3-colouring of a graph (polynomial time)?

Question

Can we colour a graph in 3 colours in polynomial time? I read that colouring a graph with 2
colours is easy,but colouring a graph with 3 different colours(No two vertices have the
same color) is np-hard.However,I wonder if there is a magic box that says 'yes' for 'A
graph being 3-colourable in polynomial time?'.If it says 'yes' how would it solve it in
polynomial time? Any Ideas ?

Answer 1

@Peter de Rivaz's answer is probably the simplest one, and uses only O(nk) tests of the "magic box", where k is the number of colours (3 in this question). I was thinking about the problem myself and came up with an alternative solution which is a bit more complex, and uses O(n²) tests of the "magic box", but for the purpose of the proof, it works just as well:

• Let H be a copy of G.
• For each pair of vertices u-v where G has no edge u-v:
  • Use the magic box to test if the H the edge u-v is still k-colorable.
  • If it is, add that edge to H. Otherwise, do not add it.
• Take Hᶜ, the complement of H; it has at most k connected components.
• Assign colours to each vertex of G based on which component of Hᶜ that vertex is a member of.
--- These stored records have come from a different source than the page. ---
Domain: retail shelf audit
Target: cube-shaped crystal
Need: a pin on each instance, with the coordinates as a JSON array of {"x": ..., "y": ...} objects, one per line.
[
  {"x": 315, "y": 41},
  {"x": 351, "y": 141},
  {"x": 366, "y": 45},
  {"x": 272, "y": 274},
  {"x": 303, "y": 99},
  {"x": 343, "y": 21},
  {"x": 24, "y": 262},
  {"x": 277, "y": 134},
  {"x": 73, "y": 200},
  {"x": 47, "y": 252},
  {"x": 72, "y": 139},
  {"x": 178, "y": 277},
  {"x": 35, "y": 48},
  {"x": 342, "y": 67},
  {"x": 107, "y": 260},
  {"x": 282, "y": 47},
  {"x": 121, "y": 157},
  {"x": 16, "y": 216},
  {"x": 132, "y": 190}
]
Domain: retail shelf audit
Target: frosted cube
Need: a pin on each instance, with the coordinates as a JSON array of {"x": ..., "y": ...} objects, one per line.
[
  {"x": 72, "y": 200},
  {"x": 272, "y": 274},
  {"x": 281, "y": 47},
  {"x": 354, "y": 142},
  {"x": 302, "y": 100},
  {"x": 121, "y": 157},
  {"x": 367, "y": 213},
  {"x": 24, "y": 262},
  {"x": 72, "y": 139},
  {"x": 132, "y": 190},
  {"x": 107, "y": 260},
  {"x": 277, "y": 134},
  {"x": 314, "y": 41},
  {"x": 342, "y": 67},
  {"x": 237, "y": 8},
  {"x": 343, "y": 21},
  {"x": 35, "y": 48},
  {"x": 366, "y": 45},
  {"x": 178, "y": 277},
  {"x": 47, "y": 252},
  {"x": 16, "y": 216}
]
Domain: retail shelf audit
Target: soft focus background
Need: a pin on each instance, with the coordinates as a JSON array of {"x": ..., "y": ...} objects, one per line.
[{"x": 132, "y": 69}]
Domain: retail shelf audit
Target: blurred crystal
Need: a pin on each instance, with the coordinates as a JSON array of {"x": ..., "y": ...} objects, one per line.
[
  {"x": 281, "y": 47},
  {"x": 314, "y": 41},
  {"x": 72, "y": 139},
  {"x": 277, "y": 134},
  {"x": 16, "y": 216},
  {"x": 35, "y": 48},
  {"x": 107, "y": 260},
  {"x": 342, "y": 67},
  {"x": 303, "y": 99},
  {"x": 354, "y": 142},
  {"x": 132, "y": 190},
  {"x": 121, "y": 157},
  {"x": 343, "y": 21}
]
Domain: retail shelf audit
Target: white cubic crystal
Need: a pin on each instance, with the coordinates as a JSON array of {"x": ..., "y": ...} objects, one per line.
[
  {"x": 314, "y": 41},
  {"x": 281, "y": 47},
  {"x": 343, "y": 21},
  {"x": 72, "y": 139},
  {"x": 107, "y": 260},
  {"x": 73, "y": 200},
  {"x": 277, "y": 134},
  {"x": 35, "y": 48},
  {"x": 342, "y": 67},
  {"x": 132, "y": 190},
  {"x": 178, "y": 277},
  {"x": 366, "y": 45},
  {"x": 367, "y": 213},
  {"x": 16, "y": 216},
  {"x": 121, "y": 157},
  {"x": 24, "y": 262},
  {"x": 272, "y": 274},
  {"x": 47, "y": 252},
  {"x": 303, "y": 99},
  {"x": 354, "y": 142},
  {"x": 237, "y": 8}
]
This works because after the first stage, H is "edge maximal" in the sense that it is k-colorable but no edge can be added such that it will still be k-colorable. Any graph satisfying this property is necessarily the complement of a graph with at most k connected components, each of which is a complete graph.

• If Hᶜ has more than k connected components, then choosing a vertex from each component would give a complete subgraph of H on more than k vertices, so H could not be k-colorable. Therefore the algorithm uses at most k colours.
• Each component of Hᶜ is complete:
  • Consider a k-colouring of H; if this colouring has two vertices of different colours in the same component of Hᶜ, then there must be two such vertices joined by an edge in Hᶜ. That edge could be added to H without breaking the colouring; a contradiction.
  • So in any k-colouring of H, every component of Hᶜ must be monochrome. It follows that any two vertices in the same component of Hᶜ must be connected by an edge in Hᶜ, because having the same colour in all colourings of H, they cannot be connected by an edge in H.
  • Therefore, the algorithm does not colour any adjacent vertices of H the same colour, and hence it does not colour any adjacent vertices of G the same colour because G is a subgraph of H.

Answer 2

Add 3 new vertices to your graph called red/green/blue, each connected to the other 2 but nothing else.

Then for each vertex in your graph:

1. Connect the vertex to red and green if the resulting graph is 3 colourable
2. Otherwise, connect the vertex to green and blue if the resulting graph is 3 colourable
3. Otherwise, connect the vertex to red and blue (by construction the resulting graph must be 3 colourable)

At the end of this process you will have identified a colour for each vertex (the colour that it is not connected to).

This is O(N*magic) where magic is the complexity of your magic box.